試験デザイン、設定、参加者: 非弁膜症性心房細動患者に対するカテーテルアブレーションとエドキサバンによる脳卒中二次予防(STABLED)試験は、非盲検、並行群間ランダム化臨床試験でした。患者は2018年1月から2021年3月まで登録され、2024年3月まで観察されました。この試験は日本国内45施設で実施されました。対象患者は、20歳以上85歳以下で、心電図で非弁膜症性心房細動と確定診断され、虚血性脳卒中の既往があり、現在エドキサバンを服用中または服用予定で、修正ランキンスケールスコアが3以下の患者でした。
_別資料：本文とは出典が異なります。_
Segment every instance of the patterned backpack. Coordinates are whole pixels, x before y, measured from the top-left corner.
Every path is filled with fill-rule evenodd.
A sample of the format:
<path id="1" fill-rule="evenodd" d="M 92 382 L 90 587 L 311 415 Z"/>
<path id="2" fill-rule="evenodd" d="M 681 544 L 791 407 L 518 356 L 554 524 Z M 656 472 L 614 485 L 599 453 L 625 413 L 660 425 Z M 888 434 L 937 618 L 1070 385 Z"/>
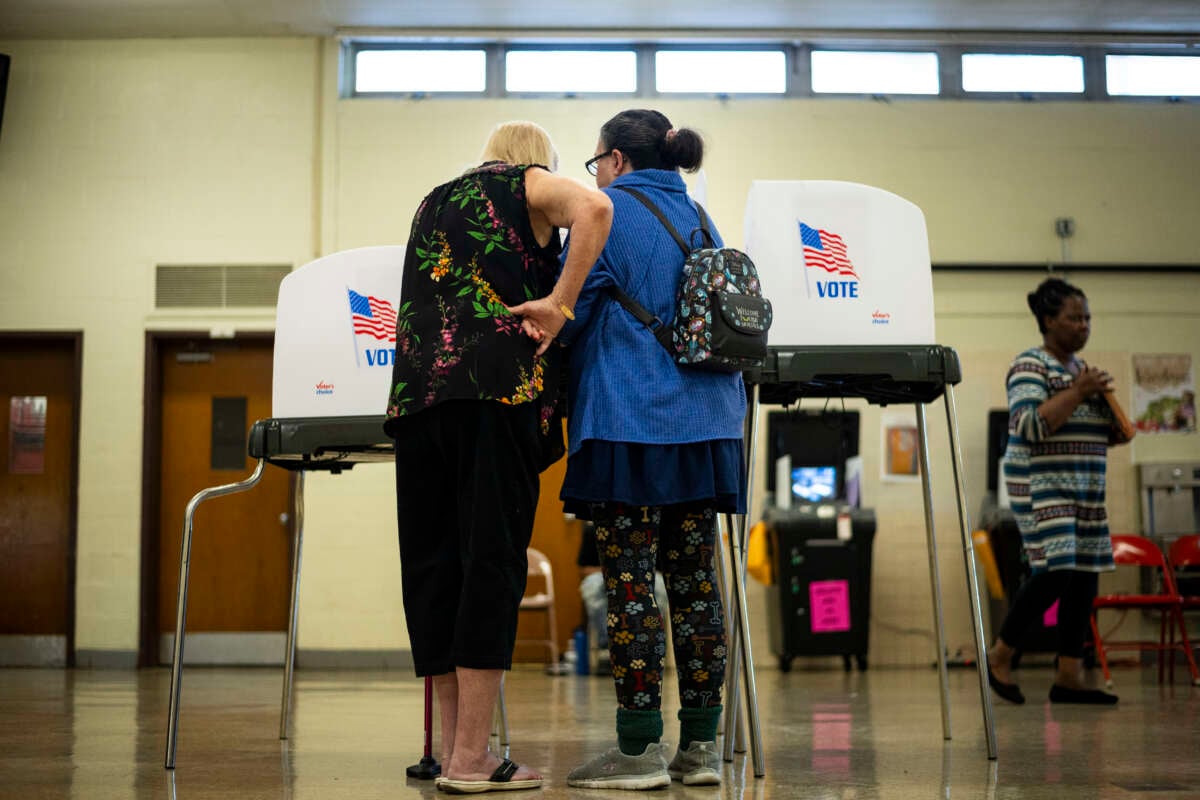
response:
<path id="1" fill-rule="evenodd" d="M 712 223 L 697 203 L 700 247 L 690 246 L 648 197 L 614 186 L 637 198 L 659 218 L 684 254 L 683 277 L 671 325 L 652 314 L 617 287 L 608 294 L 653 331 L 676 363 L 710 372 L 740 372 L 767 357 L 770 301 L 762 296 L 758 271 L 750 257 L 732 247 L 716 247 Z M 696 230 L 692 230 L 695 236 Z"/>

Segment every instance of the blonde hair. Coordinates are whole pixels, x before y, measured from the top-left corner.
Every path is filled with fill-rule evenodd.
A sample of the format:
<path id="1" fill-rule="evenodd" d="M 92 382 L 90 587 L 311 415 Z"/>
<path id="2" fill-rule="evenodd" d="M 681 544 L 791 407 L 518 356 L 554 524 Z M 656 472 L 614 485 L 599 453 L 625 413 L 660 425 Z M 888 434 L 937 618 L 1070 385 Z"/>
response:
<path id="1" fill-rule="evenodd" d="M 521 120 L 500 122 L 492 128 L 481 157 L 484 161 L 541 164 L 551 172 L 558 170 L 558 151 L 550 134 L 540 125 Z"/>

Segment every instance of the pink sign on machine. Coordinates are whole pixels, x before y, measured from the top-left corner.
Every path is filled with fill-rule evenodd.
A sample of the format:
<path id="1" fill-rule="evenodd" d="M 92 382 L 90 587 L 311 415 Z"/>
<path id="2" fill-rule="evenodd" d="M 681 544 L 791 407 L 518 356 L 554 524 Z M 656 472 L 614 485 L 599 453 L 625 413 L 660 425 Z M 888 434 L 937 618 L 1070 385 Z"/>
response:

試験データは2024年9月から2025年7月まで解析されました。

介入: 患者は、標準治療を受ける群、または標準治療に加えてカテーテルアブレーションを受ける群に無作為に割り付けられた(エドキサバン投与開始後4週間以上経過後、発症から1~6ヶ月以内)。

主な結果と評価項目: 主要評価項目は、再発性虚血性脳卒中、全身性塞栓症、全死因死亡、および心不全による入院の複合エンドポイントとした。カテーテルアブレーション手技に関連する安全性も評価した。

結果: 合計251名の患者が登録され、249名(平均年齢[標準偏差] 71.7歳[7.5歳]、男性187名[75.1%])がランダム化されました(標準治療群124名、標準治療+カテーテルアブレーション群125名)。追跡期間の中央値は3年以上でした。主要評価項目は、標準治療群とカテーテルアブレーション群でそれぞれ1人年あたり4.9%と5.6%の割合で発生しました(ハザード比1.11、95%信頼区間0.62~2.01)。それぞれの死亡率は100人年あたり1.0と2.8でした。アブレーション関連の有害事象は2件(心タンポナーデ、脳卒中)報告されました(それぞれ0.8%)。

結論と意義: 心房細動と最近の脳卒中既往歴を有する患者において、標準治療にカテーテルアブレーションを追加しても、主要複合エンドポイントのリスクは有意に低下しなかった。観察されたイベント発生率は予想よりも低く、臨床的に意義のある差を検出するには本研究の検出力が不足していたことが示唆される。

治験登録: ClinicalTrials.gov識別番号:NCT03777631

引用文献

Catheter Ablation and Oral Anticoagulation for Secondary Stroke Prevention in Atrial Fibrillation: The STABLED Randomized Clinical Trial
Kazumi Kimura et al.
JAMA Neurol. 2026 Mar 2:e260155. doi: 10.1001/jamaneurol.2026.0155. Online ahead of print.